In this column I will focus on ‘Monkey Mind’ – our tendency to worry – and I will present a simple self-coaching technique to address and control your catastrophic thoughts.

Disaster thoughts
Worries and ‘catastrophic thoughts’ can be both the causes of stress and symptoms of stress itself. The thoughts of disaster are often unconscious or vaguely worded, such as: “It will all fall apart if I do not arrive on time.” Or, “It never ends well.”

The problem with such thoughts is that we often do not pay attention to them, despite the fact that they control how we act and to some extent also the biochemical processes in our body, including physical stress reactions. For example, try to feel the difference in your bodily reactions between thinking “It’s never going to end well” and “Of course this has to go!”

In other words, it can be important to identify what thoughts we have – especially when we suffer from stress.

Try this exercise!
Try to think of one of your biggest stressors.

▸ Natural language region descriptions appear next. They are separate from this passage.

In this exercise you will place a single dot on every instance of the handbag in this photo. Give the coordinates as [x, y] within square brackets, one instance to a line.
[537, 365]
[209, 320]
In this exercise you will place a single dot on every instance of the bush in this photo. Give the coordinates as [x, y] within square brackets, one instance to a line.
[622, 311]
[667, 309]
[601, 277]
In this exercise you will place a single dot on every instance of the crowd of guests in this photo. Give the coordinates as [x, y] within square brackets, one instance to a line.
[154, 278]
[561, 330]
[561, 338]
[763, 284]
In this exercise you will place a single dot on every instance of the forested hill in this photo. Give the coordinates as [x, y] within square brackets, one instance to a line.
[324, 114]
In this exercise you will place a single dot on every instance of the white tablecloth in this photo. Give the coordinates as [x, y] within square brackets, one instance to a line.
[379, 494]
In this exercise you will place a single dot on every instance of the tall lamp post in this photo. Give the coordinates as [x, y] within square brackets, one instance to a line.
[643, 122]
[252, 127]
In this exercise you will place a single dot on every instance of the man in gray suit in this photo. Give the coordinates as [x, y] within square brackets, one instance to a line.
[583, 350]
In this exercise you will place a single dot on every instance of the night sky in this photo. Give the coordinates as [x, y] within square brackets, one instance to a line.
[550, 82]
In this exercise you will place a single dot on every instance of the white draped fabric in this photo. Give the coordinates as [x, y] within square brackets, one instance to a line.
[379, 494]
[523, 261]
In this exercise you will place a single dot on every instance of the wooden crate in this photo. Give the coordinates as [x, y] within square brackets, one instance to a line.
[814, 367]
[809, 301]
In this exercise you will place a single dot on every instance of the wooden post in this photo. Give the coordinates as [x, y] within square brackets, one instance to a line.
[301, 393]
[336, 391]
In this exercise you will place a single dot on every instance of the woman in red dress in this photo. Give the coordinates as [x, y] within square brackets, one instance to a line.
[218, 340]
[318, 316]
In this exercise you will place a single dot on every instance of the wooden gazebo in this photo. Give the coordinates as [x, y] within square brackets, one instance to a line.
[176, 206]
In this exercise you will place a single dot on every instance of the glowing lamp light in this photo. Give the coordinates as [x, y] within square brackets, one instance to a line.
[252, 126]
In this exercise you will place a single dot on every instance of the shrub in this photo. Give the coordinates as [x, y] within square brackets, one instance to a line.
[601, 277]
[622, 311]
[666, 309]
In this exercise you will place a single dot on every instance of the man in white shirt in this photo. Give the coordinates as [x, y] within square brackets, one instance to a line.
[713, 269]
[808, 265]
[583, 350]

Notice what negative thoughts pop up and write them down.

Then ask yourself the following questions: As specifically as possible, what is the worst that can happen? What is the probability (in percent) that this will happen? What can you do if the worst really happened?

Face the monster
This exercise shows that catastrophic thoughts often become smaller and more manageable when they become concrete. The (often) unlikely nature of them becomes clearer.

The goal is to work out a plan for what you can do if the worst really happened – whether your fears are realistic or not. That exercise in itself can make it less intimidating because the plan allows you to regain the feeling of mastery. In other words, you get to “look the monster in the eye” and often find that it is not quite as dangerous as you first imagined it to be.

The exercise is from my latest book ‘The little guide to an almost stress-free life’. Take good care of yourself and your ‘monkey mind’.